FOR a considerable time I remained … sitting up in bed gazing at vacancy, absorbed in recalling the scenes and incidents of my fantastic appearance. Sawyer, alarmed at my looks, was meanwhile anxiously inquiring what was the matter with me. Roused at length by his importunities to a recognition of my surroundings, I pulled myself together with an effort and assured the faithful fellow that I was all right. “I have had an extraordinary dream, that’s all, Sawyer,” I said,—“a most ex-traor-dinary dream.”
  I dressed in a mechanical way, feeling light-headed and oddly uncertain of myself, and sat down to the coffee and rolls which Sawyer was in the habit of providing for my refreshment before I left the house. The morning newspaper lay by my plate. I took it up, and my eye fell on the date May 31, 1887. I had known, of course, from the moment I opened my eyes that my long and detailed experience in another century had been a dream, and yet it was startling to have it so conclusively demonstrated that the world was but a few hours older than when I had lain down to sleep.  2
  Glancing at the table of contents at the head of the paper which reviewed the news of the morning, I read the following summary:
          “FOREIGN AFFAIRS.—The impending war between France and Germany. The French Chambers asked for new military credits to meet Germany’s increase of her army. Probability that all Europe will be involved in case of war.—Great suffering among the unemployed in London. They demand work. Monster demonstration to be made. The authorities uneasy.—Great strikes in Belgium. The government preparing to repress outbreaks. Shocking facts in regard to the employment of girls in Belgian coal-mines.—Wholesale evictions in Ireland.

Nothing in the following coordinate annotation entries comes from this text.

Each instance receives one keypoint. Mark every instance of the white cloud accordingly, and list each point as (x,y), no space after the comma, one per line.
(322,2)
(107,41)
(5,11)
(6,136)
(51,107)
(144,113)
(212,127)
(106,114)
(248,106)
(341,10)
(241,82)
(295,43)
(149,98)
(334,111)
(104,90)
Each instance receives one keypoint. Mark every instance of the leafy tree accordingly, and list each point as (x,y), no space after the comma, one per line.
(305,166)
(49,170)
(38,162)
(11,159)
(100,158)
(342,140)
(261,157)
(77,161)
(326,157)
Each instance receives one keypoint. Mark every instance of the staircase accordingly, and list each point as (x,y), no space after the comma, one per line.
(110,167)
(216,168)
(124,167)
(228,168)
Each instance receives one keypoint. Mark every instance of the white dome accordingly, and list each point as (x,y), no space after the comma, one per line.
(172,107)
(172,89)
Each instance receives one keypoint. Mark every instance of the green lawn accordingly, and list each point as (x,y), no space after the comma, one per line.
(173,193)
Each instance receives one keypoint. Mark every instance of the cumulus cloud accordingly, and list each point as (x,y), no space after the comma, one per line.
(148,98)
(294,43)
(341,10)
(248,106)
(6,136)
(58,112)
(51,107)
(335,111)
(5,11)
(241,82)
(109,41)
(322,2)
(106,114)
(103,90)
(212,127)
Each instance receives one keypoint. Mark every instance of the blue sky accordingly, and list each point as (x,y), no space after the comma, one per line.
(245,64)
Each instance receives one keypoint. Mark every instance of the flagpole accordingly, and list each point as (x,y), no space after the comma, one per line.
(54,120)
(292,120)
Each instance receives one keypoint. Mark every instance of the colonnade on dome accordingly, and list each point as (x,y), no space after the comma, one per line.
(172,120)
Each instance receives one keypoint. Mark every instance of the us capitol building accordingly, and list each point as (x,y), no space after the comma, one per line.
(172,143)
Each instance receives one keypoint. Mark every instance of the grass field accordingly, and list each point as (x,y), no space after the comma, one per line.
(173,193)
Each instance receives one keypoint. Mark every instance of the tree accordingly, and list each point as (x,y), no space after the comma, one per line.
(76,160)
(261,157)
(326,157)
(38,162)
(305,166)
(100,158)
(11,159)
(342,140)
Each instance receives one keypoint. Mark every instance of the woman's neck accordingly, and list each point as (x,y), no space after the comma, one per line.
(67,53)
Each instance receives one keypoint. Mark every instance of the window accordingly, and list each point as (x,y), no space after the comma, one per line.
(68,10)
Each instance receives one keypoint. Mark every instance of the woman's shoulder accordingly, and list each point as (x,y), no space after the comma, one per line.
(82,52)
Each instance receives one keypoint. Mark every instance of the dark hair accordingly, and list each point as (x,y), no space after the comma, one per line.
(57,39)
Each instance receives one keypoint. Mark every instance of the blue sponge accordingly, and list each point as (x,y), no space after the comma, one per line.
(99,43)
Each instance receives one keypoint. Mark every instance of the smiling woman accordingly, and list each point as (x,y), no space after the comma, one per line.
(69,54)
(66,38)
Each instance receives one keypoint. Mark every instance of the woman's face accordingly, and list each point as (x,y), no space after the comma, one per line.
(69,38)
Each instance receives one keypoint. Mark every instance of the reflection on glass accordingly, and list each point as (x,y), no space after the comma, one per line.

  “HOME AFFAIRS.—The epidemic of fraud unchecked. Embezzlement of half a million in New York.—Misappropriation of a trust fund by executors. Orphans left penniless.—Clever system of thefts by a bank-teller; $50,000 gone.—The coal barons decide to advance the price of coal and reduce production.—Speculators engineering a great wheat corner at Chicago.—A clique forcing up the price of coffee.—Enormous land-grabs of Western syndicates.—Revelations of shocking corruption among Chicago officials. Systematic bribery.—The trials of the Boodle aldermen to go on at New York.—Large failures of business houses. Fears of a business crisis.—A large grist of burglaries and larcenies.—A woman murdered in cold blood for her money at New Haven.—A householder shot by a burglar in this city last night.—A man shoots himself in Worcester because he could not get work. A large family left destitute.—An aged couple in New Jersey commit suicide rather than go to the poor-house.—Pitiable destitution among the women wage-workers in the great cities.—Startling growth of illiteracy in Massachusetts.—More insane asylums wanted.—Decoration Day addresses. Professor Brown’s oration on the moral grandeur of nineteenth century civilization.”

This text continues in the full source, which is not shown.